Ludwig Mies van der Rohe

La silla es uno de nuestros objetos favoritos y quizá uno de los muebles de la casa que más utilizamos desde niños, su función e incluso su forma apenas ha variado a lo largo de la historia, ¿qué más podemos hacer con las sillas que no se haya hecho antes?, tal como la bicicleta, el diseño de la silla ha sido tan bien pensado que con el paso de los años pocas cosas se han modificado que no tengan que ver con sus materiales y proceso de fabricación.

“¿Qué tal hacer sillas y muebles especialmente para niños?”, eso se preguntaron Valeria Casenave, amante de la comunicación y la mercadotecnía  y Francisco Saenz, arquitecto de profesión,  un matrimonio mexicano-argentino, quienes unieron sus talentos en su startup llamada La Silla- taller.

“Vivimos en un departamento de 90 metros y cuando tuvimos a nuestra primera hija compramos lo más clásico en materia de muebles para armar su habitación. Dos años después, decidimos buscar otro hijo y con eso rediseñar esa parte de la casa que se convirtió en el cuarto de los dos. Entonces fue: cama litera con cuna en la parte superior, closet nuevo, baúl juguetero y una mesa y dos sillitas para priorizar el espacio de juego. Paco siempre fue un apasionado de hacer muebles y esta era la oportunidad perfecta para comenzar a emprender”.

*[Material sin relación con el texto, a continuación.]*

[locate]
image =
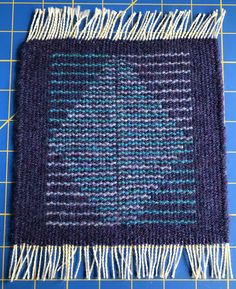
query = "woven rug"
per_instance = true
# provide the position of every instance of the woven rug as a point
(120, 163)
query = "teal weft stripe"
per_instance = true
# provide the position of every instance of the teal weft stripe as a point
(104, 207)
(167, 124)
(160, 172)
(157, 162)
(85, 110)
(88, 82)
(146, 133)
(154, 180)
(75, 148)
(81, 120)
(164, 143)
(94, 189)
(174, 222)
(72, 55)
(84, 101)
(81, 130)
(101, 137)
(155, 152)
(102, 64)
(93, 169)
(76, 73)
(157, 192)
(80, 92)
(98, 178)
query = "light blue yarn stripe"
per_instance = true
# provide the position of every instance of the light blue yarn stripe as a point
(146, 133)
(76, 120)
(89, 82)
(84, 101)
(92, 92)
(157, 192)
(98, 178)
(63, 64)
(155, 152)
(73, 119)
(141, 161)
(160, 172)
(164, 143)
(78, 148)
(90, 55)
(174, 222)
(142, 202)
(157, 212)
(94, 189)
(81, 130)
(78, 73)
(153, 180)
(84, 110)
(68, 139)
(93, 169)
(73, 129)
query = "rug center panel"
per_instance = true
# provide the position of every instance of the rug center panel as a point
(120, 140)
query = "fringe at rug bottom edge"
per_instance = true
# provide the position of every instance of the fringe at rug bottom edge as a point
(118, 262)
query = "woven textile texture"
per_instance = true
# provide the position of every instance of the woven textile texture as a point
(120, 143)
(120, 149)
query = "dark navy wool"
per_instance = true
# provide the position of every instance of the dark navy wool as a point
(120, 142)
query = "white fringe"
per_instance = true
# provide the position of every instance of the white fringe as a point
(125, 262)
(108, 24)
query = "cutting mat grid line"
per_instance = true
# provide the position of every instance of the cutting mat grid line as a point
(15, 18)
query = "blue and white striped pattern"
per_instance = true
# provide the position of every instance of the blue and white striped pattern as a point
(120, 146)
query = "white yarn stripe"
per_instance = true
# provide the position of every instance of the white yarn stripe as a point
(75, 24)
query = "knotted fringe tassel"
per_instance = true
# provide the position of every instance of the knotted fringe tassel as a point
(108, 24)
(125, 262)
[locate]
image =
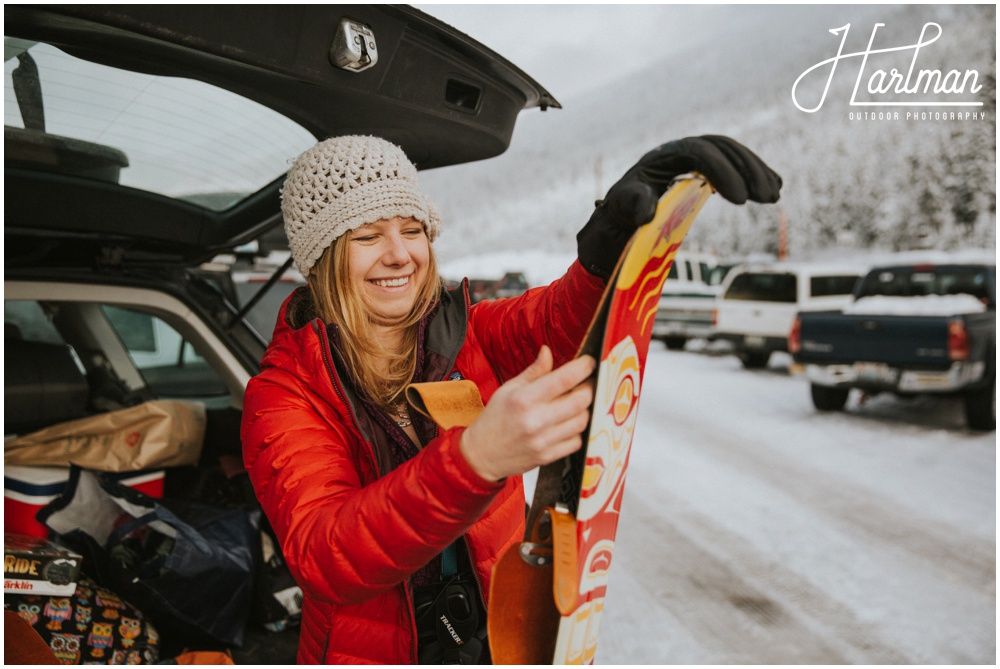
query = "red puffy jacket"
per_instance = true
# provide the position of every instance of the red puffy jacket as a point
(352, 535)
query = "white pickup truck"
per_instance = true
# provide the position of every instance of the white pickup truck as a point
(688, 299)
(758, 303)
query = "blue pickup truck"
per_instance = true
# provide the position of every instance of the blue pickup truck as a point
(911, 329)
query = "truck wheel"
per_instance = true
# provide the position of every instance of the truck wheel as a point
(675, 343)
(754, 359)
(981, 408)
(829, 399)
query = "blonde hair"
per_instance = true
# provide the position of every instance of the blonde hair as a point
(378, 371)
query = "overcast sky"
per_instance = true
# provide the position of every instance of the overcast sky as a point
(570, 48)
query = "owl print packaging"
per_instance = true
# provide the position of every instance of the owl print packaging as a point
(92, 626)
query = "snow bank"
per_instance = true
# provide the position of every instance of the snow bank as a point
(540, 268)
(921, 305)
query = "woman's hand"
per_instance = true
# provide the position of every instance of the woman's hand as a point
(534, 419)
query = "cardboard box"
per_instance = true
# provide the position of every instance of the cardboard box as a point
(27, 489)
(33, 566)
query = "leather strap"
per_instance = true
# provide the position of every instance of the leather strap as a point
(448, 403)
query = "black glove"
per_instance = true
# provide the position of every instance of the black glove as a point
(732, 169)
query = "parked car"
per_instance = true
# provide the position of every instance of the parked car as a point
(759, 302)
(687, 302)
(911, 329)
(142, 141)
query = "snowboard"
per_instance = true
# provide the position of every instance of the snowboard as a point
(547, 593)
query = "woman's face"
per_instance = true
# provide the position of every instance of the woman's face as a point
(388, 261)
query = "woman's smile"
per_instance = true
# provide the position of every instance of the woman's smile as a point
(388, 262)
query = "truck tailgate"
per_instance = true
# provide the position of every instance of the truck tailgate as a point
(896, 340)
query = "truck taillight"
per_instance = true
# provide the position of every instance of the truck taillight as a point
(958, 341)
(795, 336)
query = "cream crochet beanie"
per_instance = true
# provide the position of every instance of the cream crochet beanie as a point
(343, 183)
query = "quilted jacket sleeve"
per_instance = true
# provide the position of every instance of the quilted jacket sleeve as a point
(512, 330)
(345, 543)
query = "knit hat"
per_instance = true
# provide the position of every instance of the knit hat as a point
(343, 183)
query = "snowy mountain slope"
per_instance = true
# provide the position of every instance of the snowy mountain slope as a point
(849, 184)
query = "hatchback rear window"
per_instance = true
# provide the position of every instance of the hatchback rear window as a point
(762, 287)
(172, 136)
(828, 286)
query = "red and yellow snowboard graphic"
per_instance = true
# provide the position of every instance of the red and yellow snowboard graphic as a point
(628, 329)
(548, 593)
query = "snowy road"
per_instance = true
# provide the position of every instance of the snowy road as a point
(757, 531)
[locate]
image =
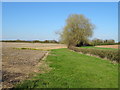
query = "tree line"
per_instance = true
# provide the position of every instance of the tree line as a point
(78, 30)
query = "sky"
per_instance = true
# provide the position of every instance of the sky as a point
(40, 20)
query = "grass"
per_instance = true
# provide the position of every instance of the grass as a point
(73, 70)
(31, 49)
(92, 47)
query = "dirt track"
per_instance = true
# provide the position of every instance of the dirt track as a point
(108, 46)
(18, 64)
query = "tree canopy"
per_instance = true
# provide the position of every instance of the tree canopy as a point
(77, 30)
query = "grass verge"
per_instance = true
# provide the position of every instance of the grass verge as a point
(73, 70)
(92, 47)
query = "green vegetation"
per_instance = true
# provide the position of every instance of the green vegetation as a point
(92, 47)
(102, 53)
(73, 70)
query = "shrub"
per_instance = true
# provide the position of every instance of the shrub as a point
(109, 54)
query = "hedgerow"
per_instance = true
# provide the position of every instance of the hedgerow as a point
(109, 54)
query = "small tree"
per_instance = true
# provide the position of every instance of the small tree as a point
(77, 30)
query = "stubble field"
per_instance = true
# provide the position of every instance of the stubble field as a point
(19, 60)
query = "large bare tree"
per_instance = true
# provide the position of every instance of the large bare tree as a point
(77, 30)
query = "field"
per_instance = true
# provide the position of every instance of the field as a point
(37, 65)
(19, 60)
(73, 70)
(106, 47)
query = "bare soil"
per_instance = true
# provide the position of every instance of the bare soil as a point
(18, 64)
(108, 46)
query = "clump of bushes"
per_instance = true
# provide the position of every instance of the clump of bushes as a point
(109, 54)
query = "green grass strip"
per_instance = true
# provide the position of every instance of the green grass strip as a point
(73, 70)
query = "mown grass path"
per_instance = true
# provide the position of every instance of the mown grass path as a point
(73, 70)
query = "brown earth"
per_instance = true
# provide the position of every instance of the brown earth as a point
(108, 46)
(18, 64)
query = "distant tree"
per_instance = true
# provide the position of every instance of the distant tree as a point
(77, 30)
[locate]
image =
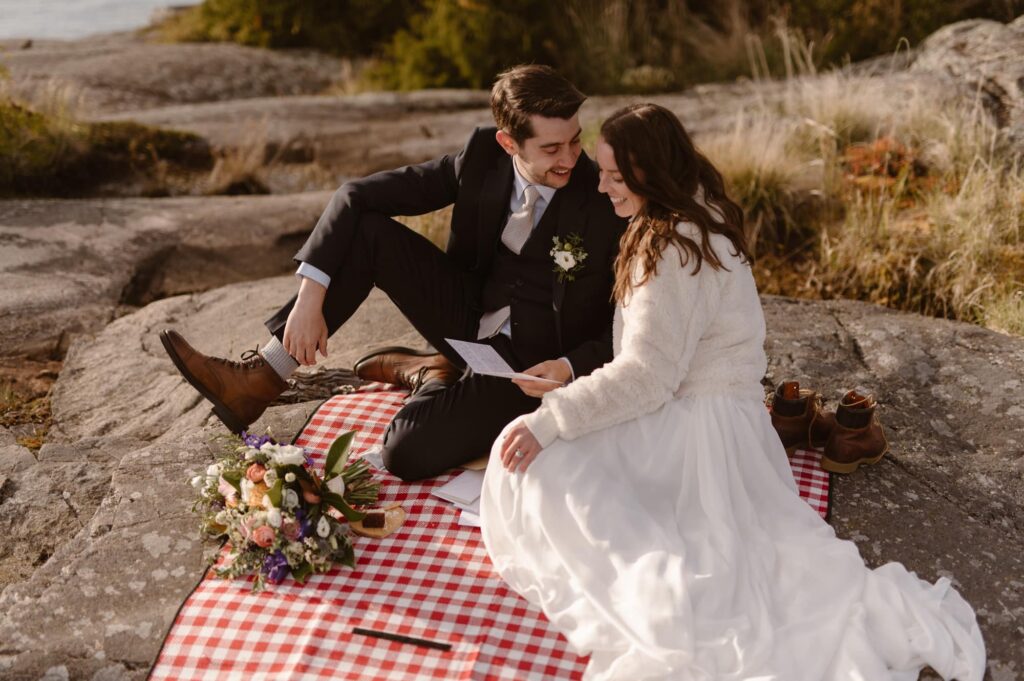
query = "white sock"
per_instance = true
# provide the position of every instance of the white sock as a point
(279, 358)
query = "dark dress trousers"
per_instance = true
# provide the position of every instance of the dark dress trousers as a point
(443, 293)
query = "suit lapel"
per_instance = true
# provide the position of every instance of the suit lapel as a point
(495, 197)
(570, 220)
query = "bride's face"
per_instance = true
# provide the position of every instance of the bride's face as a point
(626, 203)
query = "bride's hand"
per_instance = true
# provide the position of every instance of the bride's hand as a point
(519, 449)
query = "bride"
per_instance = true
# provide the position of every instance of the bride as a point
(649, 510)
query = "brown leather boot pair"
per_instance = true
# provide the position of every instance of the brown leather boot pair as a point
(850, 437)
(241, 391)
(407, 368)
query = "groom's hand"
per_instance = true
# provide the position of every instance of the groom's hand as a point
(305, 330)
(555, 370)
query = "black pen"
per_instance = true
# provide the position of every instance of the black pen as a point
(402, 639)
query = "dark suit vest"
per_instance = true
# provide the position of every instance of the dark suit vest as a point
(523, 283)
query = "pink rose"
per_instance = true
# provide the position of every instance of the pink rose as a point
(263, 536)
(246, 527)
(226, 490)
(256, 472)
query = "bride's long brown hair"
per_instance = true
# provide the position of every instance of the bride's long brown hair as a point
(659, 163)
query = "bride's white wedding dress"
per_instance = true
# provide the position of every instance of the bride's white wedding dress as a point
(662, 533)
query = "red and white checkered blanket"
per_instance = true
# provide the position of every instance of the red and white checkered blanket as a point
(430, 580)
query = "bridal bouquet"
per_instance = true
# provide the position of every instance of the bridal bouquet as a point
(278, 515)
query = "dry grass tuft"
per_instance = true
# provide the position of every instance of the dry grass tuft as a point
(435, 226)
(921, 203)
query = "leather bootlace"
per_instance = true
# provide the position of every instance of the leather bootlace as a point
(250, 359)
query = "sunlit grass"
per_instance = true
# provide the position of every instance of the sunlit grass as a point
(920, 199)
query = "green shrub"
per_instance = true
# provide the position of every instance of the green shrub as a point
(352, 28)
(459, 43)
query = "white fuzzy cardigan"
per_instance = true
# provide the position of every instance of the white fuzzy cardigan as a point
(679, 334)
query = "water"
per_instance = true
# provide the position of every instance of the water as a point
(76, 18)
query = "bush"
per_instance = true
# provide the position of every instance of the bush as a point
(352, 28)
(456, 43)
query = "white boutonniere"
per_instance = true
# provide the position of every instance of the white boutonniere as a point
(568, 256)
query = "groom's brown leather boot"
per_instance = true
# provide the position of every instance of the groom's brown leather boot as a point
(799, 418)
(857, 437)
(406, 368)
(241, 391)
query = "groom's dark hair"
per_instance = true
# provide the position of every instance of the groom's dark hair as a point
(531, 89)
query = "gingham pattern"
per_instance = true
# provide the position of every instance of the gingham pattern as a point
(431, 580)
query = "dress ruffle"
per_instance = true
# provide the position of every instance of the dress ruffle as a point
(675, 547)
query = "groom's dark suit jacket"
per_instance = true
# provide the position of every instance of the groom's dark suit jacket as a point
(478, 181)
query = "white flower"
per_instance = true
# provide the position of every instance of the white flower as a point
(336, 484)
(246, 486)
(289, 455)
(565, 260)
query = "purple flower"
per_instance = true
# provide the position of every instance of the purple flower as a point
(275, 567)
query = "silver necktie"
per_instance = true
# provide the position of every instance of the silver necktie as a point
(514, 235)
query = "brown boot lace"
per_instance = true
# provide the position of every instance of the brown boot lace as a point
(250, 359)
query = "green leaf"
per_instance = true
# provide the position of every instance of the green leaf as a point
(337, 502)
(235, 479)
(337, 457)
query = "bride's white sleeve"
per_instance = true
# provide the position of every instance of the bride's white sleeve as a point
(662, 325)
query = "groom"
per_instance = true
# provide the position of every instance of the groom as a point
(517, 190)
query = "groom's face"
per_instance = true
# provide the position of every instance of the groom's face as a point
(548, 157)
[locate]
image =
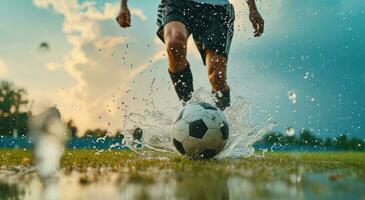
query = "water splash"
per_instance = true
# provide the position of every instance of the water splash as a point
(156, 124)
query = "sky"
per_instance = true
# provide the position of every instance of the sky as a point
(93, 68)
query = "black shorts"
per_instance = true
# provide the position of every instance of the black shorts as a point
(211, 25)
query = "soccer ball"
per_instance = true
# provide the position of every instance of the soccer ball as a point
(200, 131)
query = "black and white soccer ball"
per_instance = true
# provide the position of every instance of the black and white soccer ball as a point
(200, 131)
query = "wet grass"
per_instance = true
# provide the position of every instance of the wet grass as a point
(145, 165)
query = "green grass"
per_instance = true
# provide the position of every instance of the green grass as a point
(256, 167)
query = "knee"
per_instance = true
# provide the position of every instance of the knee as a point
(218, 80)
(176, 45)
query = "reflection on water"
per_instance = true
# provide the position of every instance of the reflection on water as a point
(157, 184)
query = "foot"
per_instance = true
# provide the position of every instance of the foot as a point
(223, 100)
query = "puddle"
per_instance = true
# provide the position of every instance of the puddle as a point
(94, 184)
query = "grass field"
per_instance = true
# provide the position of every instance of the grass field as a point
(320, 175)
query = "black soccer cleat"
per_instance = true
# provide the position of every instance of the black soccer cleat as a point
(223, 99)
(183, 84)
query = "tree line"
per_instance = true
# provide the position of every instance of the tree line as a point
(307, 138)
(15, 109)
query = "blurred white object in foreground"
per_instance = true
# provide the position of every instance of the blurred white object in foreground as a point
(49, 135)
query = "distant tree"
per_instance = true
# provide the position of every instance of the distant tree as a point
(137, 134)
(308, 138)
(73, 129)
(328, 142)
(278, 139)
(356, 144)
(96, 132)
(342, 142)
(14, 109)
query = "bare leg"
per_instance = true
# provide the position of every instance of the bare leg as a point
(217, 74)
(176, 36)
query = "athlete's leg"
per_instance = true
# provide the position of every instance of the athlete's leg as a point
(175, 37)
(217, 74)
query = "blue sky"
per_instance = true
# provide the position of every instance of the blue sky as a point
(315, 48)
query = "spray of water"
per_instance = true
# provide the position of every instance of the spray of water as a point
(156, 125)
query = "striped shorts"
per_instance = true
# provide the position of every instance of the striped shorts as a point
(212, 26)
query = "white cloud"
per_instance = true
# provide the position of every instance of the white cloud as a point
(109, 42)
(53, 66)
(3, 68)
(139, 13)
(98, 73)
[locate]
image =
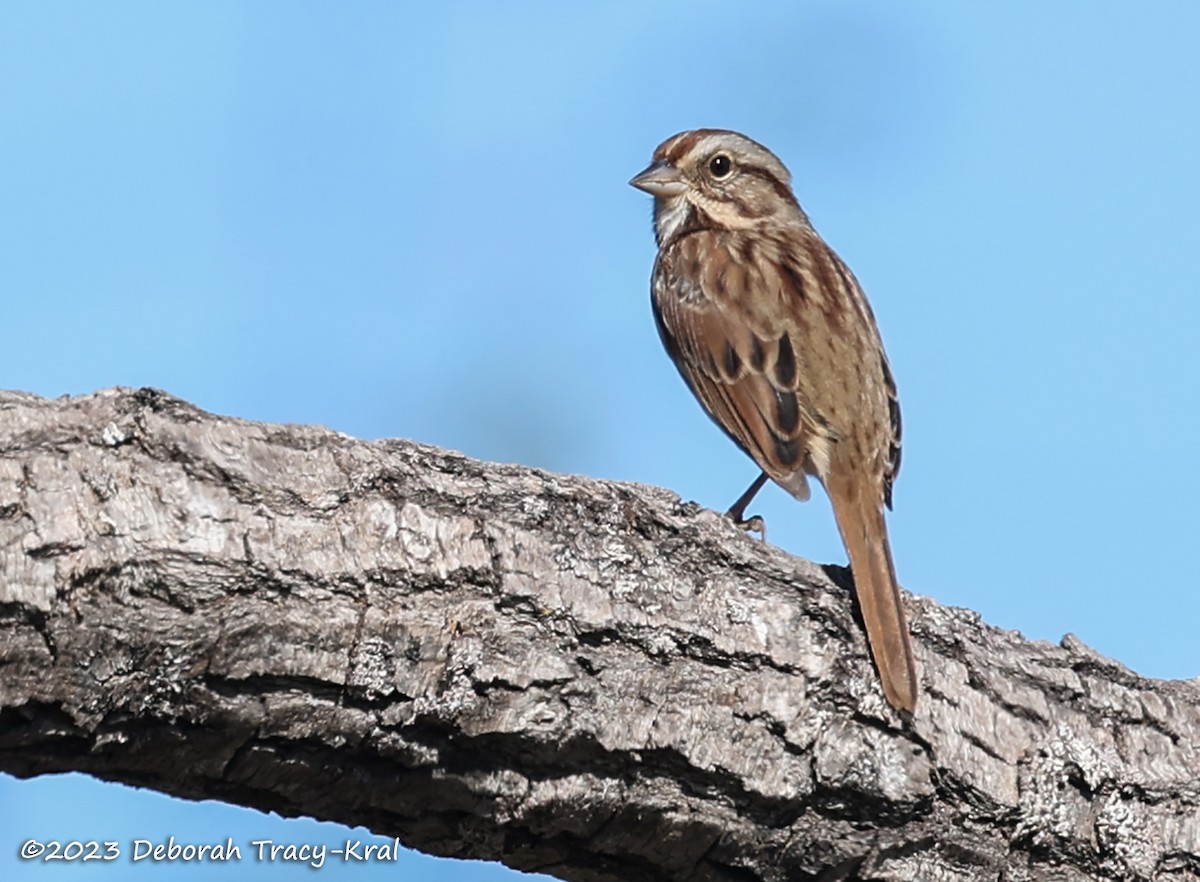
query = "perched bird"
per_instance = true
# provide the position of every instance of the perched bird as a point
(774, 336)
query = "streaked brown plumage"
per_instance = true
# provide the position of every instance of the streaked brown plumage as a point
(774, 336)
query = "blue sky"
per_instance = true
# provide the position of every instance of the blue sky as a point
(405, 221)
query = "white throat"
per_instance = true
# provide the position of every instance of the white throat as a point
(669, 216)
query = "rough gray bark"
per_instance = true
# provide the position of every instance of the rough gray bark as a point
(579, 677)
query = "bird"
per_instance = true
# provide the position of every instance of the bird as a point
(774, 336)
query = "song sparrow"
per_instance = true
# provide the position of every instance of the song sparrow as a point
(774, 336)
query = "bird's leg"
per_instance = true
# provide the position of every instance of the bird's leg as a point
(737, 511)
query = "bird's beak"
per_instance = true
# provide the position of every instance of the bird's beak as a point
(659, 179)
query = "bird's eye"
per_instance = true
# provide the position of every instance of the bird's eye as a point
(720, 166)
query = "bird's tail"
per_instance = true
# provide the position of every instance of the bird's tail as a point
(865, 535)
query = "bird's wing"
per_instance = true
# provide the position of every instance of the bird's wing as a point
(741, 366)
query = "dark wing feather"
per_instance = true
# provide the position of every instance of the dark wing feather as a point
(744, 373)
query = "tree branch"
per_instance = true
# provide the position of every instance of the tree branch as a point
(579, 677)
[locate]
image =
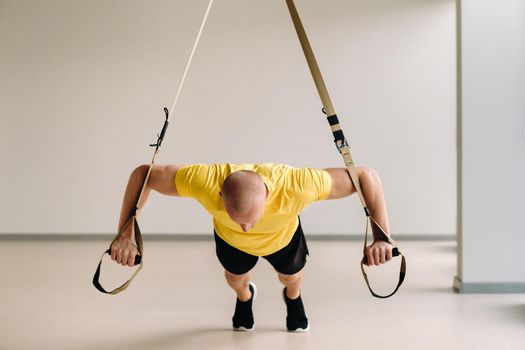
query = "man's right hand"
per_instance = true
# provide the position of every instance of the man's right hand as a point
(125, 249)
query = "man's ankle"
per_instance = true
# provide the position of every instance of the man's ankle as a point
(245, 294)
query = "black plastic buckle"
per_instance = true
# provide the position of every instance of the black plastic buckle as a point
(160, 137)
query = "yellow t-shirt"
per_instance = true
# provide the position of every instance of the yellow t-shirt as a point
(290, 191)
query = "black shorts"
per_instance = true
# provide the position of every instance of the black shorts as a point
(288, 260)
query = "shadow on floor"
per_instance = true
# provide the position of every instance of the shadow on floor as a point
(223, 338)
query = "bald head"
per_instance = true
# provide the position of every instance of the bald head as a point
(244, 195)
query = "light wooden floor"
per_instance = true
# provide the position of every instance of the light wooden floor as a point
(180, 301)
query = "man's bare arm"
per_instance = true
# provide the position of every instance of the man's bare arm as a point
(342, 186)
(162, 180)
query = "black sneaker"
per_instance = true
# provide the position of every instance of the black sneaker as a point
(296, 320)
(243, 317)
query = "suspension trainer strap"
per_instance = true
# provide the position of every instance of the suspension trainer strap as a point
(342, 146)
(157, 145)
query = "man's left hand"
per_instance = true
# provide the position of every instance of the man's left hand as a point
(378, 253)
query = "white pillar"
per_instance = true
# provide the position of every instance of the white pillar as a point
(491, 146)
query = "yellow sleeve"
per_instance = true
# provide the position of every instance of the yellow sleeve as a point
(314, 184)
(190, 180)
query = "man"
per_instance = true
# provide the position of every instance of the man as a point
(255, 211)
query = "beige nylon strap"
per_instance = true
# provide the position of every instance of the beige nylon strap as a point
(342, 144)
(138, 235)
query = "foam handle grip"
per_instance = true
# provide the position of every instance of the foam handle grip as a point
(138, 258)
(395, 252)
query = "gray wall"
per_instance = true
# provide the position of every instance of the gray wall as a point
(492, 144)
(82, 84)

¿Por qué nos llamó la atención?

Los muebles de La silla-taller se ensamblan: no usan pegamentos ni pinturas, por lo que están libres de químicos. No usan clavos ni remaches. Esto los hace muy seguros para los más chiquitos, además, son minimalistas y coloridos, divertidos y prácticos y también tienen un precio justo.

¿Ya que tuvieron la idea cómo empezó el proceso de crear su propia empresa?

Paco: “Nuestros amigos cuando nos visitaban nos preguntaban mucho por los muebles y comenzaron a encargar los que tenían Simona y Octavio, pero para sus hijos o sobrinos y fueron ellos quienes nos alentaron a llevarlos al público en general, mas allá de nuestro círculo cercano”

Valeria: “Allí comenzamos a pensarlo seriamente: el concepto, la marca, la parte formal, la cara al público a través de la tienda en línea”.

¿Por qué muebles para niños?

Paco: “Todos fuimos y algunos seguimos siendo niños en cierta medida: para mí diseñar y producir un mueble es casi un juego.

Valeria: “A mí me ilusiona mucho la generación de un proyecto donde lo lúdico sea el objetivo: dar una posibilidad al juego entre padres e hijos a partir de nuestros productos”.

¿Por qué La Silla?

Valeria: “La silla es el mueble más repetido de la casa. Desde las suecas de nuestro comedor, pasando por la silla ergonómica? para trabajar de Paco. Hasta la del bazar de Simona y la Eames que ocupa un lugar de privilegio en nuestro cuarto”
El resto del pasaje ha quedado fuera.